Shawn Hill of the Toronto Blue Jays pitches against the Seattle Mariners at Rogers Centre in Toronto, Ontario, Canada. The Blue Jays defeated the Mariners 1-0. (Photo by Brad White/Getty Images)
Most teams couldn't withstand the loss of three-fifths of their starting rotation in a week, but the Blue Jays did so by sweeping the Phillies. How can they continue to win going forward?
The Toronto Blue Jays have had an amazing streak of bad injury luck the last few days, with three starting pitchers (Kyle Drabek, Brandon Morrow and Drew Hutchison) all leaving games with injuries before the first inning even ended.
That has to be a record, but no one keeps track of such things, probably rightly so. No team wants to think about this possibility.
The Blue Jays, desperate for any sort of pitching, have brought a former Jay back from the independent Atlantic League's York Revolution. Via press release from the team:
The two-time defending Atlantic League Champion York Revolution has announced the contract of starting pitcher Shawn Hill has been purchased by the Toronto Blue Jays. The transaction makes Hill the third arm from the Revolution staff to join a Major League Organization this season. Reliever Ian Thomas joined the Atlanta Braves on May 17, and starter Ryan Feierabend inked a deal with the Cincinnati Reds on June 5.
Hill's time in York was relatively brief, but the right-hander made a tremendous impact. Once Hill became a regular in the Revolution starting rotation, he did not allow a run in the final 27 and two-thirds innings he pitched in a York uniform, over his final five starts for the club.
Regardless of the level of competition, 27⅔ consecutive scoreless innings is impressive. Hill, who is a Toronto-area native, pitched for the Jays briefly (four starts) in 2010, and before that for the Padres and Nationals. In fact, he's been around long enough that he's a former Montreal Expo (three starts in 2004).
Coello isn't expected to enter the mix for Toronto's rotation, but he could find a home in long relief if Carlos Villanueva or Aaron Laffey are transitioned into a starting role.
Villanueva started 13 games for the Jays in 2011, though he wasn't very good at it, posting a 5.15 ERA as a starter, as opposed to 1.60 in relief. Laffey last started games in 2010 when he was with the Indians.

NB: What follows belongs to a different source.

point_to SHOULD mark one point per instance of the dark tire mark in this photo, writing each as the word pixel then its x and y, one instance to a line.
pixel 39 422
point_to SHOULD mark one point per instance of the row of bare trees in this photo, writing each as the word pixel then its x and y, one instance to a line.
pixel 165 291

The Jays swept the Phillies in Toronto over the weekend and stand 6½ games out of first place in the tight AL East; with the second wild-card spot in the mix and the Jays third in the AL in runs scored, they've got legitimate postseason dreams if they can fill those rotation spots with pitchers better than Villanueva, Laffey or Hill. You can bet that Alex Anthopoulos will be running up his cellphone minutes trying to deal for a starting pitcher or two in the immediate future.